Dopo la  pestilenza  che colpì l’Occidente fra il 1348 e il 1351, il manifestarsi di successive e reiterate pandemie giunte a Venezia dai paesi con i quali era in contatto, fece comprendere che con il contagio era necessario convivere e che, per prevenire l’emergenza epidemica con le sue devastanti conseguenze demografiche ed economiche, si doveva mettere a punto un’articolata strategia sanitaria. La Repubblica, che aveva basato il suo sviluppo sugli scambi commerciali mediterranei ed europei, aveva sviluppato l’attitudine all’osservazione dei mercati, delle variazioni dei pesi e delle misure, dell’oscillazione dei prezzi e dei cambi, perciò non tardò a impiegare lo stesso criterio di rilevazione e verifica anche nei confronti dei nuovi focolai di peste e della diffusione del contagio,  acquisendo la consapevolezza che  la propagazione del morbo, per prossimità e per contatto, era favorita dagli scambi mercantili e dagli spostamenti di truppe, pellegrini e viaggiatori,  sospenderli avrebbe significato bloccare lo sviluppo economico e dunque non restava che premunirsi, chiudendo temporaneamente le frontiere nei confronti dei paesi infetti fintanto che non fosse passato il pericolo.

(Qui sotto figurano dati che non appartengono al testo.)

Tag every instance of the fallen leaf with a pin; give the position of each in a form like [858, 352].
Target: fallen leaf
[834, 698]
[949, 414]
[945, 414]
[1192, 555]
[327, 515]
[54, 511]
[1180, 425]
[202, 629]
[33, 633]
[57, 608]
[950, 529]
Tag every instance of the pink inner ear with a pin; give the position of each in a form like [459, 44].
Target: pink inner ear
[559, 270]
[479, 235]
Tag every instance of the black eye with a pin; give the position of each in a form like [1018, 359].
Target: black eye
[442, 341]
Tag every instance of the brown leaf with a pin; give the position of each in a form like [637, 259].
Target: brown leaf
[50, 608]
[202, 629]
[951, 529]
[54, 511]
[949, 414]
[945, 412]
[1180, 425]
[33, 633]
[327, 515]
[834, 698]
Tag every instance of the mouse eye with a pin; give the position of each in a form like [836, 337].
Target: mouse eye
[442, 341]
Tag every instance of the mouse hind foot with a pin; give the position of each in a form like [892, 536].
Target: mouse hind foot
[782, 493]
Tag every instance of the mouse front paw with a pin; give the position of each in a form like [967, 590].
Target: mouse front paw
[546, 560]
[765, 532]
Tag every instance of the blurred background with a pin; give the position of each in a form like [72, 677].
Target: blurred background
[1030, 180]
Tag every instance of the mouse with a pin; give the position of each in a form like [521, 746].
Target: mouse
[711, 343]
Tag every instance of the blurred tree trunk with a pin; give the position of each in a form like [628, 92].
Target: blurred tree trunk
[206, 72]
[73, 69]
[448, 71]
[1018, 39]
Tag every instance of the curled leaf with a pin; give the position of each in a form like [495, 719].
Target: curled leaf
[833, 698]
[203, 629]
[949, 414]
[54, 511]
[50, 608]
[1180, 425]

L’introduzione della “contumacia” per prevenire le emergenze epidemiche

 

Nel 1374 a Reggio Emilia Bernabò Visconti ordinò che le persone provenienti da luoghi sospetti trascorressero 10 giorni fuori dalle mura cittadine.  Nel 1377 la Repubblica marinara di Ragusa dispose il soggiorno obbligato di 30 giorni nell’isola di Mrkan o a Kavtat per quanti giungevano da luoghi infetti per mare e per terra. L’11 maggio 1400 Venezia respinse le navi con quanti avevano lasciato la contagiata Ragusa. Dinanzi alle loro proteste il Senato fu irremovibile. Ricordò, infatti, che qualche anno prima proprio Ragusa, per preservarsi sana, aveva interdetto l’accesso ai veneziani che fuggivano dalla peste scoppiata in laguna.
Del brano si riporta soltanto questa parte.